What each pump delivers
Standard nasal spray pumps dispense ~0.1 mL (100 microliters) per actuation. This is true for most clinical and consumer nasal sprays. So:
- Bottle volume: 5–15 mL is typical → 50–150 pumps per bottle.
- Concentration math: if your bottle is 5 mL and you reconstituted 5 mg of peptide into it, that’s 1 mg/mL → 100 mcg per pump (0.1 mL × 1 mg/mL × 1000 mcg/mg).
- Multi-pump dosing is common — “2 pumps per nostril, daily” would deliver 0.4 mL (4 × 0.1 mL). Verify the pump’s spec before assuming 0.1 mL.
Priming, technique, and rotation
- Prime the pump on first use by spraying several pumps into a tissue until a fine mist comes out consistently. The first few pumps from a fresh bottle are typically air or partial liquid.

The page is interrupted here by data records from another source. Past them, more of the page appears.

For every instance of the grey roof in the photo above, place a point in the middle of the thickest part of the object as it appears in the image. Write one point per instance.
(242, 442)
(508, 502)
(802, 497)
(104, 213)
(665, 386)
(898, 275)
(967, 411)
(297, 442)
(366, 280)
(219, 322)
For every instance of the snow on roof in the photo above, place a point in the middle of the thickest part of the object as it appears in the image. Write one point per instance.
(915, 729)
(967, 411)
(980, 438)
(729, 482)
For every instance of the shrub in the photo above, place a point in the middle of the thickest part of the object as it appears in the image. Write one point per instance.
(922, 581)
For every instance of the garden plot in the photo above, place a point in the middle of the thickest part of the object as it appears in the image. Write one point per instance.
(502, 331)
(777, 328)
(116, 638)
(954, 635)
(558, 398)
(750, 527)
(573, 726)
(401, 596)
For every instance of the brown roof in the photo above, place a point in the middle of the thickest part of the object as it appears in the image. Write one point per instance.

- Tilt your head slightly forward, not back — this keeps the spray on the nasal mucosa rather than running down your throat (where it won’t absorb).
- Sniff gently while pumping. Don’t inhale hard — that pulls the spray past the absorption zone.
- Alternate nostrils across doses. Each nostril’s mucosa needs recovery time; chronic single-nostril dosing causes local irritation.
- Don’t share bottles. Nasal pumps are single-user devices.
Storage of nasal-spray solutions
Once the peptide is in saline, the same shelf-life rules as any reconstituted peptide apply (see the storage guide): refrigerated, away from light, 4–6 weeks of efficacy. Saline-based formulations may degrade slightly faster than BAC-water formulations because there’s no bacteriostatic agent — though the saline itself is sterile to start.
What to discuss with your clinician
- Whether the peptide you’re considering has any published evidence for nasal administration — for many it doesn’t.
- Whether a clinical-grade compounding pharmacy can prepare the formulation properly — they have access to sterile fill equipment and pH-correct vehicles.
- Whether nasal absorption variability matters for your goal (it often does — therapeutic-window peptides like insulin need predictable absorption).
Reminder: Juno is an educational reference. Nasal administration of peptides is a niche, mostly community-practice space — most of the information above is general principle plus published data on the few molecules with real nasal evidence. Talk to a qualified clinician before adopting a nasal protocol.